Scout from DeValls Bluff to Augusta (November 22–24, 1864)
Union brigadier general Christopher Columbus Andrews issued orders on November 20, 1864, for a combined infantry-cavalry detachment to go up the White River to Augusta to capture Confederate soldiers and determine the location of rebel forces in the region. Andrews suggested landing 100 infantrymen on the north shore of the Little Red River, after which they would march overland to a location across the White River from Augusta. The remaining fifty infantrymen and fifty cavalry troopers would then steam up the White so that the foot soldiers could surround Augusta and the horsemen would scout “down the rich country called the Point, taking prisoners, able-bodied negro men, and stock” before re-embarking and joining the infantry at the Little Red. “By great promptitude and rapidity of movement the country visited can be surprised, in which case, doubtless, some important prisoners can be captured,” Andrews wrote. “Economize every minute; thoroughly search every house and out building where there is a probability of there being any rebels secreted.”

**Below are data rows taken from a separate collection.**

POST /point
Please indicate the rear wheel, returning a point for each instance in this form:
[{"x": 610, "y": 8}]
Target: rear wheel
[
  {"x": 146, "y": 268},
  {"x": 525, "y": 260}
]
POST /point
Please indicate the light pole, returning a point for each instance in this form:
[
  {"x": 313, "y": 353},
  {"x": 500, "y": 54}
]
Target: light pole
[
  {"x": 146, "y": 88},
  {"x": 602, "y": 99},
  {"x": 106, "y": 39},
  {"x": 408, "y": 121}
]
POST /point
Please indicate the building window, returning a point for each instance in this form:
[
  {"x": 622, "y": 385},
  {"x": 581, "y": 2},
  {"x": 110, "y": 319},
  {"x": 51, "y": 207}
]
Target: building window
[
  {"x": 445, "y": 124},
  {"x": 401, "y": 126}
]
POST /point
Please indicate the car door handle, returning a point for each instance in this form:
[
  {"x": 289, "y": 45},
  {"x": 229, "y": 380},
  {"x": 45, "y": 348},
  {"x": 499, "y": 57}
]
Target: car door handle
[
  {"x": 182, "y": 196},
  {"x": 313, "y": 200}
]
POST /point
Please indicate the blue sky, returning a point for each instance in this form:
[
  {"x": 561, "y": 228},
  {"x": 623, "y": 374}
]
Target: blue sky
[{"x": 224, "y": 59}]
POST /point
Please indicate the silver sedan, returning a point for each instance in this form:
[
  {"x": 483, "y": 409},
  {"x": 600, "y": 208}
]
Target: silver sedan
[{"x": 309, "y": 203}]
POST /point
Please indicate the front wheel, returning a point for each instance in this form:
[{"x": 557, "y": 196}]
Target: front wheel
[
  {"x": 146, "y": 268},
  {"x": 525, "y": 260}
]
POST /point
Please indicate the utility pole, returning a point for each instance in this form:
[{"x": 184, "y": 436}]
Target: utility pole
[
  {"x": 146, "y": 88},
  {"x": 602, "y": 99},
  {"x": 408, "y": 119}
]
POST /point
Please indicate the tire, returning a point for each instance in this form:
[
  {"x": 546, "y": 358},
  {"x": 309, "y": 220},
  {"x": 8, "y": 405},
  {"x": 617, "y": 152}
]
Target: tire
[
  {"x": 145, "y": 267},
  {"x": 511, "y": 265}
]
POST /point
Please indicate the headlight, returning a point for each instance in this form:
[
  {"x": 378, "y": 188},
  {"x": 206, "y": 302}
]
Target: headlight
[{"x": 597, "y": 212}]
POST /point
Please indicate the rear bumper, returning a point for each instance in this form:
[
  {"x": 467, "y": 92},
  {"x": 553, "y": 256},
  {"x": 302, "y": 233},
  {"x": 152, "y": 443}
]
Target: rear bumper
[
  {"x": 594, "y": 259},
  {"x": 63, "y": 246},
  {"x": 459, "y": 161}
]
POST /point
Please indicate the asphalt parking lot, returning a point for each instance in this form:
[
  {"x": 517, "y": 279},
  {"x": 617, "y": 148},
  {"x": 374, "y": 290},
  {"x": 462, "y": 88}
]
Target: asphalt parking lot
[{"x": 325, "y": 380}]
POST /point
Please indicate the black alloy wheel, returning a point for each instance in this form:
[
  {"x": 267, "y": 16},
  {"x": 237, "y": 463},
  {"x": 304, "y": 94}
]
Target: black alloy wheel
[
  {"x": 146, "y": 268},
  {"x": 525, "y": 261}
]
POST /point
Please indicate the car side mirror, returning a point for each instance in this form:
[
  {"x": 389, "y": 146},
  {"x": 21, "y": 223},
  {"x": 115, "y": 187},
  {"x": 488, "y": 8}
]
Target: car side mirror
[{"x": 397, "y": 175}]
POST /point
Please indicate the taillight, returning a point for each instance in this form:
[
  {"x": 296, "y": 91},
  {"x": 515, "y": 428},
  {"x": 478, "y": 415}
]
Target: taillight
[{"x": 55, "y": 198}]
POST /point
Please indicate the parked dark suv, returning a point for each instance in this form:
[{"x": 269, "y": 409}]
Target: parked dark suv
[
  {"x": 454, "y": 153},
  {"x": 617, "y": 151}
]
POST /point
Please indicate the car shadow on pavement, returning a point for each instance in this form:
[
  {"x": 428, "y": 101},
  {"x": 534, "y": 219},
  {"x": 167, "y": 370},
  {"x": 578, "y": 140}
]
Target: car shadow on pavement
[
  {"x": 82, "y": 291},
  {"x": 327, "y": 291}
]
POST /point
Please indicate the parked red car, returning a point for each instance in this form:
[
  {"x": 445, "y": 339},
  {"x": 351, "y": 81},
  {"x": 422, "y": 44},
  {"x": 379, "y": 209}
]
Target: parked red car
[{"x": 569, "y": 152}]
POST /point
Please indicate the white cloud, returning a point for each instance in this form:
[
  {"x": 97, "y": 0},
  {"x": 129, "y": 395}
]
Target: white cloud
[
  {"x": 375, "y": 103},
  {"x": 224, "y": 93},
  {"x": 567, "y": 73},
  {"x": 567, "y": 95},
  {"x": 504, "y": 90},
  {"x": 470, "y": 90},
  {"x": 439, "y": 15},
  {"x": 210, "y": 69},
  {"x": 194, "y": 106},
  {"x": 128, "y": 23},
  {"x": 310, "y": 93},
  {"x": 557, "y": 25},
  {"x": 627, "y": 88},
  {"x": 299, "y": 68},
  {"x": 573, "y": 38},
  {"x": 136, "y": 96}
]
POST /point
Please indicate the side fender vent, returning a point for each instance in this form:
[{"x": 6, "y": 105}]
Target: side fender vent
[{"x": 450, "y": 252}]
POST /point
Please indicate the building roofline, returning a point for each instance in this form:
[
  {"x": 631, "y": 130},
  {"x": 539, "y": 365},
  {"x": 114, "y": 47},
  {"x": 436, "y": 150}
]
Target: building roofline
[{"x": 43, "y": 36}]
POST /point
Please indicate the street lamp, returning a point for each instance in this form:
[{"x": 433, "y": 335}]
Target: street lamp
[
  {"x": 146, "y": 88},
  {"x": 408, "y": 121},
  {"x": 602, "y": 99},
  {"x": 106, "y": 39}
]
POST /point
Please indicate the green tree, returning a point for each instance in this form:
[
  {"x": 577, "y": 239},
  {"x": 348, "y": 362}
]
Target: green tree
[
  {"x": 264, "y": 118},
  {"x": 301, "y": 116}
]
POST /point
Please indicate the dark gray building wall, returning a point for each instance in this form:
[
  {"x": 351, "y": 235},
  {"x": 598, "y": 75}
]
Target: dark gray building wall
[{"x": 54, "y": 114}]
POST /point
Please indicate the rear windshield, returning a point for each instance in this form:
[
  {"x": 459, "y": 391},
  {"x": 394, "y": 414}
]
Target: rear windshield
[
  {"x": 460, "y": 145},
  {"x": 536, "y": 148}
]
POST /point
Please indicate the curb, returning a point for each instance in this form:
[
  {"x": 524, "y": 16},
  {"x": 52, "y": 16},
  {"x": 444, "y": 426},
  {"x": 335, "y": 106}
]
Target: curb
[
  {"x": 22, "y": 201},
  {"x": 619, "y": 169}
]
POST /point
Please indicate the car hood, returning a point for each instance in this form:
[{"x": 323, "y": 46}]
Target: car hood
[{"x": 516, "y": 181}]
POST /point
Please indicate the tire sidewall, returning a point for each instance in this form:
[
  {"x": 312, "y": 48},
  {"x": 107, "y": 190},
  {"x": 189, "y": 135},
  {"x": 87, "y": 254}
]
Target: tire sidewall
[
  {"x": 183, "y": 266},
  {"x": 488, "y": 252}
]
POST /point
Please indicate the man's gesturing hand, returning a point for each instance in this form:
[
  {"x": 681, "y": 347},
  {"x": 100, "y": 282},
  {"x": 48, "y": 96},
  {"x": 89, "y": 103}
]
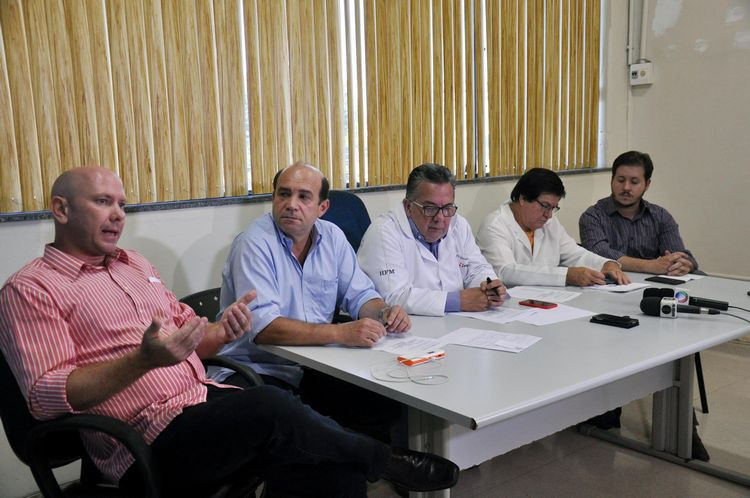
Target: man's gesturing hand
[
  {"x": 161, "y": 350},
  {"x": 237, "y": 319}
]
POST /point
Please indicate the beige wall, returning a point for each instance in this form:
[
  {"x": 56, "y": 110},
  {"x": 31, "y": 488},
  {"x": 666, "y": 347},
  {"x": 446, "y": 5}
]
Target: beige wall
[{"x": 694, "y": 121}]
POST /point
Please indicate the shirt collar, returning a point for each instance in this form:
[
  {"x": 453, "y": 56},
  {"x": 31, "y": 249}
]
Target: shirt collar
[{"x": 72, "y": 266}]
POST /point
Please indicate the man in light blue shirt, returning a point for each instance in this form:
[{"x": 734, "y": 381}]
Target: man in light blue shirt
[{"x": 303, "y": 268}]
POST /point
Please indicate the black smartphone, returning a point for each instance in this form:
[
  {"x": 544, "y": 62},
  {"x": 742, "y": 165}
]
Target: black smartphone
[
  {"x": 616, "y": 321},
  {"x": 665, "y": 280}
]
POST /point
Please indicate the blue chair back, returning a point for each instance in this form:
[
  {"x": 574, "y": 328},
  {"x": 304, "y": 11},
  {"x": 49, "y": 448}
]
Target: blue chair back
[{"x": 348, "y": 212}]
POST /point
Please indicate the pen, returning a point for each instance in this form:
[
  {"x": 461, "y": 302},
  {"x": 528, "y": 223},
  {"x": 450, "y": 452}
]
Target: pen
[{"x": 489, "y": 281}]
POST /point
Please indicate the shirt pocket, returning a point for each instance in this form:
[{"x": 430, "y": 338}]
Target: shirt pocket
[{"x": 320, "y": 299}]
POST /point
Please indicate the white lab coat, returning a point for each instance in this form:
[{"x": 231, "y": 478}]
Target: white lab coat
[
  {"x": 507, "y": 248},
  {"x": 406, "y": 273}
]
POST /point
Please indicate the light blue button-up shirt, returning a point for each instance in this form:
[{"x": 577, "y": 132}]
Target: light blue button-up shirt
[{"x": 261, "y": 258}]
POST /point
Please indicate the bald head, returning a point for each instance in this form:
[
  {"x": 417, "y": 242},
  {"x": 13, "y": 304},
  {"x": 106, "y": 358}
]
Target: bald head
[
  {"x": 73, "y": 182},
  {"x": 88, "y": 208},
  {"x": 308, "y": 170}
]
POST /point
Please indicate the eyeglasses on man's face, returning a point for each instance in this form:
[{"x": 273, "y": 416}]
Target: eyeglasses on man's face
[
  {"x": 547, "y": 208},
  {"x": 432, "y": 210}
]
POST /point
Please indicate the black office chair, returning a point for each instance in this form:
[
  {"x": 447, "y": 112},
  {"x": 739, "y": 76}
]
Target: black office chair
[
  {"x": 45, "y": 445},
  {"x": 204, "y": 303},
  {"x": 348, "y": 212}
]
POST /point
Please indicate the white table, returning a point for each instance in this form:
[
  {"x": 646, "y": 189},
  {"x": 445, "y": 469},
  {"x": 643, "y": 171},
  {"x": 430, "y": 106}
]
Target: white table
[{"x": 494, "y": 401}]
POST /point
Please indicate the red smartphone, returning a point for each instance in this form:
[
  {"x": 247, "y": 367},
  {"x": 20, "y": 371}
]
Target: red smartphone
[{"x": 534, "y": 303}]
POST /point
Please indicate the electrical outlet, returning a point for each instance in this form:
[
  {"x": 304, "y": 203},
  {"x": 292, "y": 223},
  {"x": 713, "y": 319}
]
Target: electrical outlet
[{"x": 641, "y": 74}]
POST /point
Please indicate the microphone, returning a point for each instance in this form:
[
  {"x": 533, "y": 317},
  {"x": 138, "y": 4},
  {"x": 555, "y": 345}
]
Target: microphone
[
  {"x": 709, "y": 303},
  {"x": 667, "y": 307},
  {"x": 684, "y": 297}
]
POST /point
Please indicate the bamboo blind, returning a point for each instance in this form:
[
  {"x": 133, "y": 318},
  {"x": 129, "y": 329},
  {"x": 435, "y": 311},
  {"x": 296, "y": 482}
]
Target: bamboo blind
[
  {"x": 151, "y": 89},
  {"x": 363, "y": 89}
]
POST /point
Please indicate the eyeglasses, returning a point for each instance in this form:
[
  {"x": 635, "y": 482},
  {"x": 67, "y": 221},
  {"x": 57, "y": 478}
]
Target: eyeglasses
[
  {"x": 547, "y": 208},
  {"x": 431, "y": 211}
]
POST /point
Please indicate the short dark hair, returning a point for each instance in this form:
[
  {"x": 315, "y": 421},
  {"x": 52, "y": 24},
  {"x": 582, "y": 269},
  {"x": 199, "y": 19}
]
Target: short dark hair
[
  {"x": 324, "y": 185},
  {"x": 634, "y": 158},
  {"x": 535, "y": 182},
  {"x": 429, "y": 172}
]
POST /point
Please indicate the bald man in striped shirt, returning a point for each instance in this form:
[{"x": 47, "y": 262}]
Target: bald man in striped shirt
[{"x": 89, "y": 327}]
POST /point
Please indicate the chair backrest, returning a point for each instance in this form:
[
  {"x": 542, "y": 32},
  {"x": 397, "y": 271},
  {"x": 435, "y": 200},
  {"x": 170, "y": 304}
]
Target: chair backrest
[
  {"x": 17, "y": 422},
  {"x": 204, "y": 303},
  {"x": 349, "y": 213}
]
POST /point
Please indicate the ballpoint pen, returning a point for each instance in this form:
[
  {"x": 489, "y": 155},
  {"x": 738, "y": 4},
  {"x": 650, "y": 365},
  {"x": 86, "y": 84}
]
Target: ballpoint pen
[{"x": 489, "y": 281}]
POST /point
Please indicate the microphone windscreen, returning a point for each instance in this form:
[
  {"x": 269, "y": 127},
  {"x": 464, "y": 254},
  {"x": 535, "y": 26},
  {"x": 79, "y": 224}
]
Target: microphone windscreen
[
  {"x": 650, "y": 305},
  {"x": 653, "y": 292}
]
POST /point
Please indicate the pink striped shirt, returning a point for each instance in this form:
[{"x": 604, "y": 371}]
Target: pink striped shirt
[{"x": 58, "y": 313}]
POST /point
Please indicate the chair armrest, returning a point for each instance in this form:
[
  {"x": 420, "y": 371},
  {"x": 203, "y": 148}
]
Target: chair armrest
[
  {"x": 247, "y": 373},
  {"x": 118, "y": 429}
]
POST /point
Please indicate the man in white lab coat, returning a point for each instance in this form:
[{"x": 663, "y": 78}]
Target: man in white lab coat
[{"x": 422, "y": 255}]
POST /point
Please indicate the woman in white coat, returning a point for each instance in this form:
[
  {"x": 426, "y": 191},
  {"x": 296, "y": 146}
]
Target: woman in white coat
[{"x": 527, "y": 245}]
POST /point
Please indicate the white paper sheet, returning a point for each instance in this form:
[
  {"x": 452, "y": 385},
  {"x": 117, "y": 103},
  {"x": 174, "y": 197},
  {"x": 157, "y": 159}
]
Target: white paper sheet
[
  {"x": 542, "y": 294},
  {"x": 684, "y": 278},
  {"x": 497, "y": 315},
  {"x": 488, "y": 339},
  {"x": 409, "y": 344},
  {"x": 559, "y": 314}
]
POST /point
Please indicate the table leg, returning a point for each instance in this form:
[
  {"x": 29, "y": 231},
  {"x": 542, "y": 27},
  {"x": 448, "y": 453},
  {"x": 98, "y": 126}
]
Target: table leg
[{"x": 672, "y": 416}]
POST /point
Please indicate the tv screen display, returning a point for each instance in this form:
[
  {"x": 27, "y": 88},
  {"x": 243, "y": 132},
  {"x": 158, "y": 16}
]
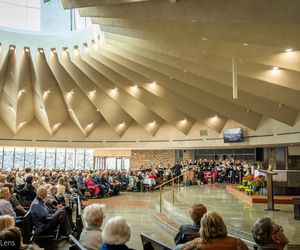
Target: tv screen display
[{"x": 233, "y": 135}]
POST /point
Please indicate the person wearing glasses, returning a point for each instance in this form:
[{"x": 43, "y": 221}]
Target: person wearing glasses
[{"x": 268, "y": 235}]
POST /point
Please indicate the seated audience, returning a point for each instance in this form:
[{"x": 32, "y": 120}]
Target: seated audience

Captain Henry S. Goodspeed of the Sixty-first Illinois Infantry Regiment led 150 men of the Sixty-first and a cavalry detachment aboard the steamboat Mattie on November 21, 1864, to conduct the raid. The infantrymen hit Augusta at 4:00 a.m. on November 23, but the Mattie had approached too near the town, alerting and allowing fifteen men in a Confederate picket party to escape. They were able to capture three lieutenants and three other soldiers, however, and the cavalry were dropped off at Des Arc (Prairie County) to scout along the White River; they would go as far as a saltworks west of the White before the entire command returned to DeValls Bluff on November 24.
In addition to capturing the six soldiers, they learned that two battalions containing 800 men led by Washington McDaniel and another man identified only as Tucker were stationed on the levee above Augusta and that Confederate soldiers under colonels Thomas McCray and Archibald Dobbins were roaming east of the Cache River, most likely near Cotton Plant (Woodruff County).
While largely uneventful, the scout from DeValls Bluff to Augusta was typical of the intelligence-gathering operations conducted by the Union outposts stationed along the White and Arkansas Rivers in the latter months of the Civil War.
For additional information:
Hewett, Janet B., et al., eds. Supplement to the Official Records of the Union and Confederate Armies, Part II, Vol. 12, pp. 492, 521. Wilmington, NC: Broadfoot Publishing Co., 1995.
The War of the Rebellion: A Compilation of the Official Records of the Union and Confederate Armies, Series I, Vol. 41, part 1, p. 935; part 4, pp. 628, 639–640. Washington DC: Government Printing Office, 1893.